Claro que é preciso comentar sobre o início, o meio e o fim com aqueles SPOILERS MOLEQUES NO TEXTO OBSCURECIDO.
No desktop e notebook é só marcar o texto. No celular, é Até a próxima, pessoal!
Para mim, David Oyelowo e Rashida Jones entregaram as melhores atuações da série. E isso é um problema, já que ambos vão para o céu distópico logo nos dois primeiros episódios (!). O trabalho dos atores foi tão marcante que fica a expectativa de que eles retornarão vivos e serelepes na reviravolta final. Vai querendo.
Amo a Rebecca Ferguson (ei, Becky, luv u!). Até hoje, sua assustadora e sexy Rose Cartola, de Doutor Sono, não sai da minha cabeça. Mas Juliette e seu tom introvertido, com um certo TEPT, não coaduna com o de sua contraparte mirim, interpretada pela ótima Amelie Child-Villiers. Nada que atrapalhe, porém.
Toda a sacada da Martha Walker mobilizando esforços da Mecânica para trocar as fitas de vedação e salvar a vida de Juliette no mundo exterior foi antológica e emocionante. Mas nunca é explicado por que o ar externo é tão letal. Pela velocidade das mortes, dá para descartar radiação e patógenos. Só pode ser algum agente químico, desses de uso militar. Porém, quando Juliette cruza a borda da cratera, se vê ao longe a silhueta de uma metrópole em ruínas (que já descobriram ser Atlanta — https://imgur.com/a/KwSPW1i ), o que inviabiliza minha teoria.
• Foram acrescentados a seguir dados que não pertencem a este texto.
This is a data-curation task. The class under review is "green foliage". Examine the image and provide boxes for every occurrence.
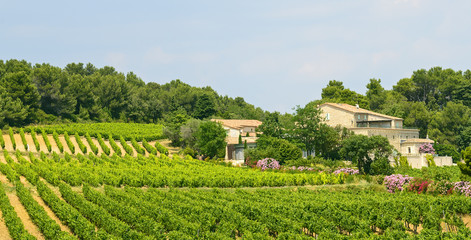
[0,182,36,240]
[142,139,157,155]
[120,136,133,155]
[398,156,410,168]
[52,130,63,153]
[179,118,201,149]
[131,137,145,155]
[248,136,302,165]
[434,143,460,163]
[0,129,4,149]
[74,132,87,154]
[30,122,164,141]
[458,146,471,177]
[108,134,121,156]
[8,127,15,150]
[195,121,227,159]
[426,154,436,167]
[63,132,75,154]
[193,93,216,119]
[289,104,323,155]
[41,129,52,152]
[370,157,394,175]
[15,181,75,239]
[340,134,393,174]
[19,128,27,150]
[155,141,169,155]
[85,132,99,155]
[30,129,40,151]
[96,133,110,156]
[59,183,148,239]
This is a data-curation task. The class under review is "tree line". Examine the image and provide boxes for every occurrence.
[0,59,267,127]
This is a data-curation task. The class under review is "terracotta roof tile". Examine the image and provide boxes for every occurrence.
[211,119,262,129]
[319,103,402,120]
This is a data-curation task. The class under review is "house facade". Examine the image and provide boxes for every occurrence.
[318,103,453,168]
[211,119,262,162]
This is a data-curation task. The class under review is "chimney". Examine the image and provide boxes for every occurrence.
[355,104,359,109]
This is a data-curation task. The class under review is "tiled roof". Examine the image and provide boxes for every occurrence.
[226,137,258,145]
[402,138,434,144]
[319,103,402,120]
[211,119,263,129]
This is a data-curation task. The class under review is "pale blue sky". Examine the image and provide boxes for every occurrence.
[1,0,471,113]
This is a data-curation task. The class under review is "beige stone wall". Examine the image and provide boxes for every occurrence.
[350,128,419,151]
[320,105,355,128]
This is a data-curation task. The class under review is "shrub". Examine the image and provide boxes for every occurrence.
[425,154,436,167]
[419,143,435,154]
[41,129,52,152]
[75,132,87,154]
[251,136,302,165]
[86,133,99,155]
[155,141,169,155]
[142,139,157,155]
[64,132,75,154]
[19,128,28,150]
[407,178,431,194]
[256,158,280,171]
[0,130,5,149]
[9,127,16,150]
[454,181,471,197]
[333,168,359,175]
[370,157,394,175]
[427,180,454,195]
[383,174,412,193]
[131,138,145,155]
[53,131,64,153]
[31,129,40,151]
[120,136,133,155]
[108,134,121,156]
[96,134,110,156]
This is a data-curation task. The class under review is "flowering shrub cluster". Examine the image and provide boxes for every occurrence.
[428,180,454,195]
[384,175,471,197]
[418,143,435,155]
[333,168,359,175]
[256,158,280,171]
[289,166,315,171]
[383,174,412,193]
[407,178,431,194]
[454,181,471,197]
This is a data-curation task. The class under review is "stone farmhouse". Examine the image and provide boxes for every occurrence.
[211,119,262,162]
[318,103,453,168]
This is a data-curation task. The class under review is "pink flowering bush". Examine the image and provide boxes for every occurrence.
[419,143,435,155]
[383,174,412,193]
[289,166,315,171]
[333,168,359,175]
[256,158,280,171]
[454,181,471,197]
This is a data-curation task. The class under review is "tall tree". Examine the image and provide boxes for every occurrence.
[290,104,323,155]
[195,121,227,159]
[366,78,386,111]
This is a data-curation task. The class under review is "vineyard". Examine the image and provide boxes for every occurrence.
[0,125,471,239]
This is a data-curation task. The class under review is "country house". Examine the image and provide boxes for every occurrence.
[318,103,453,168]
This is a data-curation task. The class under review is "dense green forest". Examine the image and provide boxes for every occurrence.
[308,67,471,154]
[0,59,266,127]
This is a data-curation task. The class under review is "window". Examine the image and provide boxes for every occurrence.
[326,113,330,120]
[364,115,367,120]
[357,115,361,120]
[408,147,411,154]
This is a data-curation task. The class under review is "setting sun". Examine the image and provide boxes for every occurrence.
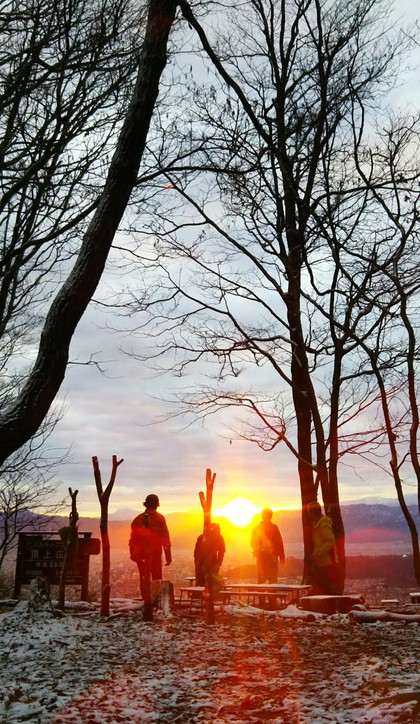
[213,497,261,527]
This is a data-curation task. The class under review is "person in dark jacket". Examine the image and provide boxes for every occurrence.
[129,494,172,620]
[194,523,225,590]
[251,508,285,583]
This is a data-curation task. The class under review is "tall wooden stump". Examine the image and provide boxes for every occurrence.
[58,487,79,611]
[92,454,124,617]
[199,468,216,625]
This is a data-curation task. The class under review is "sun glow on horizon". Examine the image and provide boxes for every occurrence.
[213,496,261,527]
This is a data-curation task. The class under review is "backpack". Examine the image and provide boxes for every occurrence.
[252,525,275,554]
[129,512,164,562]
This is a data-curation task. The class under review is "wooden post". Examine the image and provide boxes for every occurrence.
[57,488,79,611]
[92,455,124,616]
[199,468,216,625]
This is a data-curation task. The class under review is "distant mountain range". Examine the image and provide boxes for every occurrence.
[342,493,418,507]
[3,499,418,554]
[108,493,418,520]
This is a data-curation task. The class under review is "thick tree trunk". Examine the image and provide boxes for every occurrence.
[285,232,345,592]
[286,272,318,580]
[327,355,346,593]
[0,0,178,466]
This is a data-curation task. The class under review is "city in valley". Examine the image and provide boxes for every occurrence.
[4,502,416,607]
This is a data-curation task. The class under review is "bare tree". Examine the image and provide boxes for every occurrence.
[0,0,140,376]
[0,0,179,465]
[119,0,415,589]
[0,0,140,495]
[326,112,420,583]
[0,411,67,570]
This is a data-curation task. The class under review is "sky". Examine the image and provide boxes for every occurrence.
[40,1,420,518]
[46,299,404,518]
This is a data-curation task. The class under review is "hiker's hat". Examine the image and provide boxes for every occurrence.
[143,494,160,509]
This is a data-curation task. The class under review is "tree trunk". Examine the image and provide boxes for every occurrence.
[284,223,345,592]
[326,352,347,593]
[286,270,318,581]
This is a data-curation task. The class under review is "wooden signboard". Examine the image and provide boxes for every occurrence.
[13,532,100,600]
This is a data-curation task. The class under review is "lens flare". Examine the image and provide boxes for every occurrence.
[213,497,261,527]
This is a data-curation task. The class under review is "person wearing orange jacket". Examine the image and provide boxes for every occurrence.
[251,508,285,584]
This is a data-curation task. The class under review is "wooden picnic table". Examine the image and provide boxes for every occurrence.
[178,583,312,612]
[178,586,205,611]
[221,583,311,608]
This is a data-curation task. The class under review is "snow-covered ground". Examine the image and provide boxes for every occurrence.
[1,597,419,723]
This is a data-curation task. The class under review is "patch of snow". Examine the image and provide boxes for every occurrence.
[1,599,419,722]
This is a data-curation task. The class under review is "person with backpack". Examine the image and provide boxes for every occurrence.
[251,507,285,584]
[129,494,172,621]
[305,500,339,595]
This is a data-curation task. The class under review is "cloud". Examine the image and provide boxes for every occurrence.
[41,292,401,517]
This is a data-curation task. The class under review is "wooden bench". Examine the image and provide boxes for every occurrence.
[178,586,205,611]
[220,590,288,609]
[408,592,420,604]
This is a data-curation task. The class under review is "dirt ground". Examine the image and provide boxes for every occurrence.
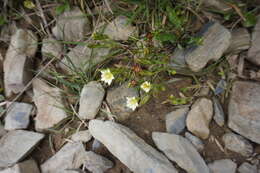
[29,78,252,173]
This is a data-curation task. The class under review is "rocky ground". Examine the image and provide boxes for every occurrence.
[0,0,260,173]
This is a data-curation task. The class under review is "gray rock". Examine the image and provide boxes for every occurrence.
[89,120,178,173]
[4,29,37,97]
[33,78,68,131]
[185,22,231,72]
[0,159,40,173]
[0,123,7,138]
[52,7,91,42]
[170,49,187,70]
[59,43,110,73]
[198,86,210,97]
[228,81,260,144]
[227,28,250,53]
[201,0,232,12]
[213,97,225,127]
[247,16,260,66]
[41,142,86,173]
[222,132,253,157]
[58,170,84,173]
[152,132,209,173]
[41,37,63,59]
[0,130,44,168]
[4,102,33,130]
[104,16,137,41]
[185,132,205,152]
[238,162,257,173]
[78,81,105,120]
[186,98,213,139]
[71,130,92,143]
[165,107,189,134]
[92,139,102,150]
[214,79,227,95]
[208,159,237,173]
[106,83,139,121]
[83,151,113,173]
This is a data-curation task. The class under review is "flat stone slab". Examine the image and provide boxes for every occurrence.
[33,78,68,131]
[185,22,231,72]
[41,37,63,59]
[78,81,105,120]
[0,159,40,173]
[185,132,204,152]
[227,28,250,53]
[4,102,33,130]
[0,130,44,168]
[89,120,178,173]
[228,81,260,144]
[152,132,209,173]
[208,159,237,173]
[41,142,86,173]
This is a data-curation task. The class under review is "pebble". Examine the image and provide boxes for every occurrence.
[238,162,257,173]
[71,130,92,143]
[41,37,63,59]
[89,120,178,173]
[227,28,250,53]
[212,97,225,127]
[152,132,209,173]
[185,132,205,152]
[208,159,237,173]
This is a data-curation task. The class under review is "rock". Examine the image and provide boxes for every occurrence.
[41,37,63,59]
[228,81,260,144]
[89,120,178,173]
[71,130,92,142]
[201,0,232,12]
[227,28,250,53]
[184,22,231,72]
[208,159,237,173]
[52,7,90,42]
[198,86,210,97]
[213,97,225,126]
[59,43,110,73]
[222,132,253,157]
[186,98,213,139]
[0,130,44,168]
[0,159,40,173]
[83,151,113,173]
[165,107,189,134]
[4,29,37,97]
[41,142,86,173]
[106,83,139,121]
[78,81,105,120]
[104,16,137,41]
[92,139,102,150]
[0,123,7,138]
[214,79,227,95]
[170,49,187,70]
[33,78,68,131]
[4,102,32,130]
[247,16,260,66]
[58,170,84,173]
[152,132,209,173]
[238,162,257,173]
[185,132,204,152]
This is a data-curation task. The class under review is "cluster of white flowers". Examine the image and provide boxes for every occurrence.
[100,69,152,111]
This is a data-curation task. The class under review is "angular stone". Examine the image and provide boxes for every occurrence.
[170,49,186,70]
[59,44,110,73]
[52,7,91,42]
[208,159,237,173]
[104,16,137,41]
[41,37,63,59]
[4,29,37,97]
[238,162,257,173]
[41,142,86,173]
[106,83,139,121]
[185,22,231,72]
[0,159,40,173]
[4,102,32,130]
[78,81,105,120]
[222,132,253,157]
[83,151,113,172]
[185,132,204,152]
[247,16,260,66]
[89,120,177,173]
[165,107,189,134]
[186,98,213,139]
[0,130,44,168]
[152,132,209,173]
[71,130,92,143]
[33,78,68,131]
[213,97,225,127]
[228,81,260,144]
[227,28,250,53]
[201,0,232,12]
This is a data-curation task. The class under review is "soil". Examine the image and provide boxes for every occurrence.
[30,78,249,173]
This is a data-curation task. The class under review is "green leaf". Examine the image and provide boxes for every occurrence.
[55,2,70,15]
[139,95,150,106]
[154,33,176,43]
[23,0,35,9]
[243,12,257,27]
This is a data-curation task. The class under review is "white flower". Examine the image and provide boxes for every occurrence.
[101,69,114,85]
[141,81,151,93]
[126,97,138,111]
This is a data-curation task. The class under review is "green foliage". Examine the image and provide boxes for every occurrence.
[55,0,70,15]
[168,95,191,105]
[243,12,257,27]
[0,15,6,26]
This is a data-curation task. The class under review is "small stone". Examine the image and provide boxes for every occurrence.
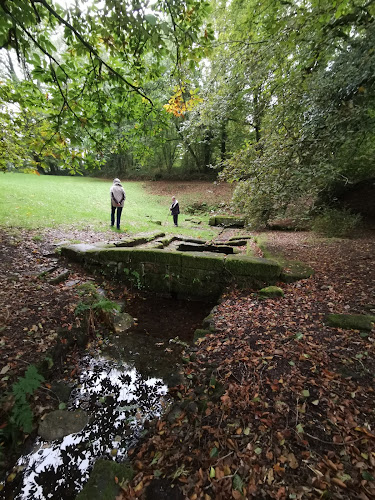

Em parte.
Outra tese que foi para o vinagre é a de que tudo não passava de um O Show de Truman pós-apocalíptico. E que o personagem de Robbins exercia o mesmo papel de Ed Harris naquele filme(aço). Parecia uma boa.
Fica claro que o holograma de uma Terra verdejante e cheia de vida é exibido apenas no visor do capacete (que tecnologia, hm?). Mas não explicam a motivação de todo esse engodo para alguém com apenas mais alguns segundos neste plano. Conforto na hora da morte seria uma explicação, se o Judicial ou o TI tivessem alguma empatia por alguém. É mais provável que seja um incentivo para o condenado limpar a câmera e revelar para todos os internos a linda paisagem que só ele está vendo. Que sacanagem.
Na cena final, é revelado que eles são vizinhos de vários outros Silos – no mínimo 18, se considerar a numeração do HD-MacGuffin com o desenho estrutural da edificação. Inclusive a porta gigantesca que jaz nas fundações do Silo deve ser a ligação com os demais. Neste caso, eles são, literalmente, "vizinhos de porta".
E por que a tal porta sempre foi mantida fechada e deliberadamente apagada dos registros? O que escondem os outros Silos? Ou quem...
Se na próxima temporada (já confirmada) ao menos metade destas questões for respondida, topo até um tour pelo Silo.